Reviewed by Stewart Goetz, Ursinus College

2014.06.22


Within approximately the last fifteen years, there has been a resurgence of interest among professional philosophers in the meaning of life. No one has done more to contribute to the growing body of literature on the topic than Thaddeus Metz. His new book is an important, deeply engaging, and first-rate contribution to the literature on the meaning of life.

Metz develops a realist theory of meaning in life that he believes “provides a convincing explanation of . . . the many particular ways in which life can be meaningful” (7). Metz assumes that meaningfulness is a feature of a person’s life, as opposed to something like the cosmos (3), can be exhibited by an individual’s life in part or as a whole (4), comes in degrees (4), and is desirable because it is finally (intrinsically) valuable in itself (4). Just as it is not a logical contradiction to speak of a life as immoral and meaningful, so also it is not a logical contradiction to affirm either that a life is unhappy and meaningful or happy and meaningless (5). Meaninglessness should not be confused with absurdity (which is the idea of incongruity) or futility (which is the idea of repeated failure to achieve one’s ends) (6).
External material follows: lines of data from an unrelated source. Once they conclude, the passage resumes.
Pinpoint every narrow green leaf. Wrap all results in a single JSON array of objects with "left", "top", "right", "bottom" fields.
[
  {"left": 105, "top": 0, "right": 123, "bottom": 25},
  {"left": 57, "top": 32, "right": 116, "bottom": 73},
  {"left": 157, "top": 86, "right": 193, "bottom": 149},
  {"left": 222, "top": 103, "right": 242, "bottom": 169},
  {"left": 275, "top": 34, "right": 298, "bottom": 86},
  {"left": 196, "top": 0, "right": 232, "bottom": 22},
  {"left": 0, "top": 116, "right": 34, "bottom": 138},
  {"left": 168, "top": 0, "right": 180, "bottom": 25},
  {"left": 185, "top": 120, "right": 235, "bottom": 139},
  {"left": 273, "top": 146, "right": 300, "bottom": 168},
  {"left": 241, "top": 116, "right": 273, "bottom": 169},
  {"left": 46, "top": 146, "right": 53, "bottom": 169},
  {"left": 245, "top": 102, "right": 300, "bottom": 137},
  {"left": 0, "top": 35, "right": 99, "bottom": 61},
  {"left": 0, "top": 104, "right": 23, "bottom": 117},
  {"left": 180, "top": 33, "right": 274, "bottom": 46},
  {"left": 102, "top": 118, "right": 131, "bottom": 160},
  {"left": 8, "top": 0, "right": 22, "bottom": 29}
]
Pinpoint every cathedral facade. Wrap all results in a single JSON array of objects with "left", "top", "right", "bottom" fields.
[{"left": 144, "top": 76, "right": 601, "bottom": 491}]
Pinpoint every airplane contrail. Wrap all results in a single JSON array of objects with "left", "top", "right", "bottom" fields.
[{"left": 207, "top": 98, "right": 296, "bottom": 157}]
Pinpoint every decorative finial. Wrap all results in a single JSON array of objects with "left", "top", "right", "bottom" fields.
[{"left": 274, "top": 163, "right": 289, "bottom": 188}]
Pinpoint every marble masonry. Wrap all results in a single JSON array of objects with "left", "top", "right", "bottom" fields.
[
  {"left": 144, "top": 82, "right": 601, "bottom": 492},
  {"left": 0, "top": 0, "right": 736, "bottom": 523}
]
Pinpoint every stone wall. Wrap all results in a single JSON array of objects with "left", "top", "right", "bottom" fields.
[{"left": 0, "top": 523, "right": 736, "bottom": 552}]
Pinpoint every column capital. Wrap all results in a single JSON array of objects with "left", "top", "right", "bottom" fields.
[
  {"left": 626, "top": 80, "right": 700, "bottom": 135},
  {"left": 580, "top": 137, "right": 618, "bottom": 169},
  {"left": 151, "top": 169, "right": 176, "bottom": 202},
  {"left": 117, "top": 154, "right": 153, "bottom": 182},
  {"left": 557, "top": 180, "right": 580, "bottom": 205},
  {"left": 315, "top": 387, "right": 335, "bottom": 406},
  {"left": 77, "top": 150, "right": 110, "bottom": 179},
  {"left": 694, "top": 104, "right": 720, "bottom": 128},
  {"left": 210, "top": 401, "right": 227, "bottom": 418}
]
Thus, a meaningful life could be absurd and futile.

A theory of meaningfulness that is off the table from the get-go is a hedonistic one, which maintains that meaningfulness is experiencing happiness/pleasure, where pleasure is a positive, intrinsically good experience whose continuance “it is invariably appropriate for you (pro tanto) to desire” (69). While “there is good reason to identify a pleasant life as a happy one” (60), “to enquire into meaningfulness is by definition not to enquire into a certain subjective conception of happiness” (27). Thus, “it is logically contradictory to think that one’s pleasure in itself, the mere experience, is meaningful” (27); “talk of ‘meaning’ a priori rules out a hedonist theory of it” (62).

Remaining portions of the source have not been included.